The contrast of weight and lightness is the most mystical out of all. For me, life is a burden, I’m always worried and the world frightens me, but I long for the power to embrace the lightness of life, to live a life of lightness. I know lightness wouldn’t be unbearable to me in a way it is to Tereza. On the contrary, I admire people like Sabina; she always tries not to be attached to a place, a thing or, a person. It seems like nothing means anything to her, I wish I could feel the same way. The fact that I’m writing this post, and putting effort, not only into this blog, but in other things as well, only proves the weight of life. If I lived the life of lightness, I wouldn’t bother doing anything, I’d be caught in the moment, time would pass slowly, and I’d be fully immersed into the emptiness of life. Still, the very phrase ‘Life is so light.‘ brings tears to my eyes, and the way Tomáš says it in the film, so calmly, and with resignation.

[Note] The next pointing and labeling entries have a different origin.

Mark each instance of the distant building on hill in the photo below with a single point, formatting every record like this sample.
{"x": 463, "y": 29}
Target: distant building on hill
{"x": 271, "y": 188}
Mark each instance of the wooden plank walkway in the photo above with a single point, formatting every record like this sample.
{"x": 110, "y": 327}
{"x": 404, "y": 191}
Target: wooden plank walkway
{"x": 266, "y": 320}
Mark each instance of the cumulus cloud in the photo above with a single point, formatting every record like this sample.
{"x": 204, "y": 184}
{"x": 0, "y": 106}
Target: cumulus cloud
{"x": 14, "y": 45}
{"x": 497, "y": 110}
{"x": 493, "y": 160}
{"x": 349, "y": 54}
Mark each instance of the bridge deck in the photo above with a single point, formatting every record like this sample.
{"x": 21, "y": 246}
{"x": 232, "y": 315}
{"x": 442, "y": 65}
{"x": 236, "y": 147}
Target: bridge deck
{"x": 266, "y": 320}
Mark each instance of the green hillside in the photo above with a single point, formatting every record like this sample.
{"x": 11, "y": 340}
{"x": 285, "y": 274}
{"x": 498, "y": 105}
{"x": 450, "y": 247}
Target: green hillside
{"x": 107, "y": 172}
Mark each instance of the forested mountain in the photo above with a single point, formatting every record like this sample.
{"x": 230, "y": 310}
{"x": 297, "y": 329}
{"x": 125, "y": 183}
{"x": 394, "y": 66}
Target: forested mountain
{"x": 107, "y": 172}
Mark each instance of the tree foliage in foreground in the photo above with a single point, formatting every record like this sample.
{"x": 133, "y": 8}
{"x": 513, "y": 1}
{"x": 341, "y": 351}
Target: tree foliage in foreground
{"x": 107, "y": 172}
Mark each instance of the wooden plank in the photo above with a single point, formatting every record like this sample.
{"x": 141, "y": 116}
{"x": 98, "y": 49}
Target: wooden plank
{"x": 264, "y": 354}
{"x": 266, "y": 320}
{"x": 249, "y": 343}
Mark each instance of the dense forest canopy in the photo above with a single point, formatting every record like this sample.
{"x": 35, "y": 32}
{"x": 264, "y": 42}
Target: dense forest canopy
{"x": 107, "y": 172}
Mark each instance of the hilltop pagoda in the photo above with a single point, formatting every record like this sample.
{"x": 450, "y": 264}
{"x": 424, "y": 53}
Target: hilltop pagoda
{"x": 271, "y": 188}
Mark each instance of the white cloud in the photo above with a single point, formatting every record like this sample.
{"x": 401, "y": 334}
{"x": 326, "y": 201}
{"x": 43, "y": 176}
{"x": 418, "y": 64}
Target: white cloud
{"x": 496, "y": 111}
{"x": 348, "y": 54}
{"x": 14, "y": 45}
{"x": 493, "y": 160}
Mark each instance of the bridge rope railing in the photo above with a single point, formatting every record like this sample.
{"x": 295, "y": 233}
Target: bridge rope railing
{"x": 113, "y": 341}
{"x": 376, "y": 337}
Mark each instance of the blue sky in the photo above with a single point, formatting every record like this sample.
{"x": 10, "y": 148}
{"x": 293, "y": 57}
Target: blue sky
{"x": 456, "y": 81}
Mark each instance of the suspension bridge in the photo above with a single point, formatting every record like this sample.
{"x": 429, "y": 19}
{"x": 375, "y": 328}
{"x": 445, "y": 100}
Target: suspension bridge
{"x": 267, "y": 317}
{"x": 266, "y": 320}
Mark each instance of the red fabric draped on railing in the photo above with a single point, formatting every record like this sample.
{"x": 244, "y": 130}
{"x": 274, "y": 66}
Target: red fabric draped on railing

I ask myself why, why I am bothering with life, why can’t I just fade away?! Life is too hard for me. And everything means to me, further pulling me down into the heaviness of life. If only I could rise above it, into the lightness of living, I might be happy. If our lives are insignificant, and they are, why bother, why do anything, why have pointless hobbies and collect things? Why wake up in the morning? Why bother to cooperate in this theatre of life, in a role we are forced to play? It’s funny to me, but at the same time my curiosity compels me to think about it further, how all of us are just dolls, programmed to do certain pointless moves and words for a certain time until we die. It makes me happy to think that this life is not real, but revising for exams reassures me every time.

Light life may be unbearable, but the heavy one crushes us. If nothing matters, life is unbearable. If everything matters, life is also unbearable. A balance would be something in between, most things don’t matter but some do, in which case life is bearable and occasionally meaningful.

Are you living a life of lightness, or a life or heaviness? You don’t have to tell me, but please, take the time to just think about it.